Wood for War is a 1942 American short color film directed by Arthur H. Wolf and produced by the United States Department of Agriculture.

== Plot ==
The film opens with shots of large American forests and notes that forests are one of nature's few renewable resources, if managed wisely. A generation ago, says the narrator, a few forward thinking citizens pressed for the establishment of the Forest Service, to make sure the timber would be around for their children and grandchildren.
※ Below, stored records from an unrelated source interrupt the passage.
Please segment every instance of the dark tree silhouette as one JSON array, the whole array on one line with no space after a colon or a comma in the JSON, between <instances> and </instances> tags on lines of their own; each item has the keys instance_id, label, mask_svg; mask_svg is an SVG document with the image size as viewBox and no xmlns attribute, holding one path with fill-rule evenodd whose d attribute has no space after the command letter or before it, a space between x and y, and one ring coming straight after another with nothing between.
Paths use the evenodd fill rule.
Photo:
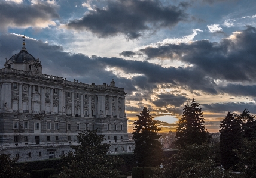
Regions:
<instances>
[{"instance_id":1,"label":"dark tree silhouette","mask_svg":"<svg viewBox=\"0 0 256 178\"><path fill-rule=\"evenodd\" d=\"M157 132L161 130L156 125L154 117L150 111L144 107L141 113L136 115L138 120L134 121L133 138L135 142L134 153L137 155L138 165L142 167L156 166L160 164L163 158L161 144L159 139L161 135Z\"/></svg>"},{"instance_id":2,"label":"dark tree silhouette","mask_svg":"<svg viewBox=\"0 0 256 178\"><path fill-rule=\"evenodd\" d=\"M176 145L184 146L185 144L202 145L207 141L209 133L205 128L205 118L200 104L193 98L190 105L187 104L183 114L179 120L176 131Z\"/></svg>"},{"instance_id":3,"label":"dark tree silhouette","mask_svg":"<svg viewBox=\"0 0 256 178\"><path fill-rule=\"evenodd\" d=\"M236 114L230 113L221 121L220 130L220 152L221 163L225 169L239 162L233 149L242 145L242 119Z\"/></svg>"},{"instance_id":4,"label":"dark tree silhouette","mask_svg":"<svg viewBox=\"0 0 256 178\"><path fill-rule=\"evenodd\" d=\"M62 167L62 178L115 178L117 166L123 164L117 157L106 155L109 145L103 143L103 135L97 135L97 130L87 130L79 133L81 143L72 146L74 152L63 156L65 166Z\"/></svg>"}]
</instances>

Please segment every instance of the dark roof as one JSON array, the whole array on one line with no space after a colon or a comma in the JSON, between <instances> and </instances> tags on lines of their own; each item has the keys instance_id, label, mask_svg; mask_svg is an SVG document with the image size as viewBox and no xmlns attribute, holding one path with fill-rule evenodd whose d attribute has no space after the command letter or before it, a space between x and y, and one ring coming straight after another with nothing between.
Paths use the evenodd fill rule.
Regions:
<instances>
[{"instance_id":1,"label":"dark roof","mask_svg":"<svg viewBox=\"0 0 256 178\"><path fill-rule=\"evenodd\" d=\"M20 52L13 55L9 60L15 63L23 63L24 58L26 61L36 61L36 59L31 54L28 52L26 50L20 50Z\"/></svg>"}]
</instances>

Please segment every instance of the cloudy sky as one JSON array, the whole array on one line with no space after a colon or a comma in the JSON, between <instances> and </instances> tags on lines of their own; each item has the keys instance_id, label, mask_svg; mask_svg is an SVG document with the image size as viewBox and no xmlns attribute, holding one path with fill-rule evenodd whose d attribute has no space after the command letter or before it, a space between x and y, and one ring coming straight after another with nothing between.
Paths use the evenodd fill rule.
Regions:
<instances>
[{"instance_id":1,"label":"cloudy sky","mask_svg":"<svg viewBox=\"0 0 256 178\"><path fill-rule=\"evenodd\" d=\"M0 0L0 63L25 35L44 73L114 79L130 121L145 106L172 123L194 98L216 132L228 111L256 114L255 9L252 0Z\"/></svg>"}]
</instances>

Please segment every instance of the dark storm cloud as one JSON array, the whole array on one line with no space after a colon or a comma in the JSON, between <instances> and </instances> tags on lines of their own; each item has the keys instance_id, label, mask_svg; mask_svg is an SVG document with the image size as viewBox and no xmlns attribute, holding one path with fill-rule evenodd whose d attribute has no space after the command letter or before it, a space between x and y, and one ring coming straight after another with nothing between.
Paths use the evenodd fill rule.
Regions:
<instances>
[{"instance_id":1,"label":"dark storm cloud","mask_svg":"<svg viewBox=\"0 0 256 178\"><path fill-rule=\"evenodd\" d=\"M86 30L99 37L124 34L127 39L139 38L148 30L172 28L186 20L187 4L164 6L160 1L109 1L106 7L95 7L81 19L70 21L66 27L76 30Z\"/></svg>"},{"instance_id":2,"label":"dark storm cloud","mask_svg":"<svg viewBox=\"0 0 256 178\"><path fill-rule=\"evenodd\" d=\"M256 113L256 105L254 102L227 102L212 103L210 104L201 104L202 108L214 113L227 113L238 111L242 113L244 109L247 109L252 113Z\"/></svg>"},{"instance_id":3,"label":"dark storm cloud","mask_svg":"<svg viewBox=\"0 0 256 178\"><path fill-rule=\"evenodd\" d=\"M172 93L162 93L156 95L158 99L153 101L152 102L156 106L162 107L167 105L175 107L179 107L184 104L188 98L183 96L176 96Z\"/></svg>"},{"instance_id":4,"label":"dark storm cloud","mask_svg":"<svg viewBox=\"0 0 256 178\"><path fill-rule=\"evenodd\" d=\"M202 40L187 44L147 47L137 53L145 54L148 59L178 57L182 62L193 64L191 70L201 70L201 74L213 79L256 82L255 41L256 29L248 26L246 30L234 33L231 38L223 38L219 43Z\"/></svg>"},{"instance_id":5,"label":"dark storm cloud","mask_svg":"<svg viewBox=\"0 0 256 178\"><path fill-rule=\"evenodd\" d=\"M8 27L40 27L50 24L53 19L59 18L56 7L38 1L38 4L28 5L5 1L0 1L0 30Z\"/></svg>"},{"instance_id":6,"label":"dark storm cloud","mask_svg":"<svg viewBox=\"0 0 256 178\"><path fill-rule=\"evenodd\" d=\"M221 92L234 96L246 96L256 97L256 85L243 85L241 84L228 84L220 87Z\"/></svg>"}]
</instances>

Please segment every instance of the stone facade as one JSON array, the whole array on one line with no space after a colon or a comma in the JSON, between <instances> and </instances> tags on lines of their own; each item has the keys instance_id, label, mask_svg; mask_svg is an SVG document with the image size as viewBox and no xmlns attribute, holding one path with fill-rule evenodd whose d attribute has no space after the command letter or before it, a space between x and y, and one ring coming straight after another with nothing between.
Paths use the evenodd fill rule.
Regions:
<instances>
[{"instance_id":1,"label":"stone facade","mask_svg":"<svg viewBox=\"0 0 256 178\"><path fill-rule=\"evenodd\" d=\"M109 154L132 152L124 89L114 80L89 85L42 74L25 45L0 70L0 154L19 161L59 157L86 129L105 135Z\"/></svg>"}]
</instances>

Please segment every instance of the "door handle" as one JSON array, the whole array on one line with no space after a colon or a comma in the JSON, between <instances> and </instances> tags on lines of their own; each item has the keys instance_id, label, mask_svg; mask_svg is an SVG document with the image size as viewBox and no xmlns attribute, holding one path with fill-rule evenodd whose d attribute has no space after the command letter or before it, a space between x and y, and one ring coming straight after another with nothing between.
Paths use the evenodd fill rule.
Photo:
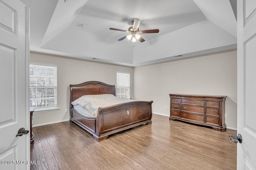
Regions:
<instances>
[{"instance_id":1,"label":"door handle","mask_svg":"<svg viewBox=\"0 0 256 170\"><path fill-rule=\"evenodd\" d=\"M24 128L22 127L18 131L18 134L16 135L16 137L27 134L28 133L28 132L29 132L29 131L25 130Z\"/></svg>"},{"instance_id":2,"label":"door handle","mask_svg":"<svg viewBox=\"0 0 256 170\"><path fill-rule=\"evenodd\" d=\"M238 133L237 136L229 135L229 139L231 139L235 143L237 143L238 142L240 143L242 143L243 140L242 138L242 135L240 133Z\"/></svg>"}]
</instances>

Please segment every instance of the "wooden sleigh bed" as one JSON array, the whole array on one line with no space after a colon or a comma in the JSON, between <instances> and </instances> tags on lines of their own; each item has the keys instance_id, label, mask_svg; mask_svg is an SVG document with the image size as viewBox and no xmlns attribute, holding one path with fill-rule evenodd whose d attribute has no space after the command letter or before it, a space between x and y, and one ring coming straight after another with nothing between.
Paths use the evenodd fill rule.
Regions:
<instances>
[{"instance_id":1,"label":"wooden sleigh bed","mask_svg":"<svg viewBox=\"0 0 256 170\"><path fill-rule=\"evenodd\" d=\"M98 141L105 139L109 135L143 124L151 123L152 101L133 101L99 107L96 117L81 116L71 102L84 95L112 94L115 96L115 86L90 81L70 84L70 121L76 123L92 134Z\"/></svg>"}]
</instances>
Then the film moves on to the various uses of wood in the war, principally as replacements for items that Americans needed to go without. For instance, if all the steel forks, spoons and toiletries had to go, they could have wood replacements. If the military needed wool or cotton to make uniforms, wood could provide adequate clothing substitutes.

But there is a deadly enemy of wood: "you". The narrator informs the audience that its carelessness in throwing away cigarettes and not extinguishing campfires is a deadly enemy to wood. People are shown "being taken away from munitions plants" in order to put out the fire. Also, tons of valuable war supplies (the lumber) would be destroyed.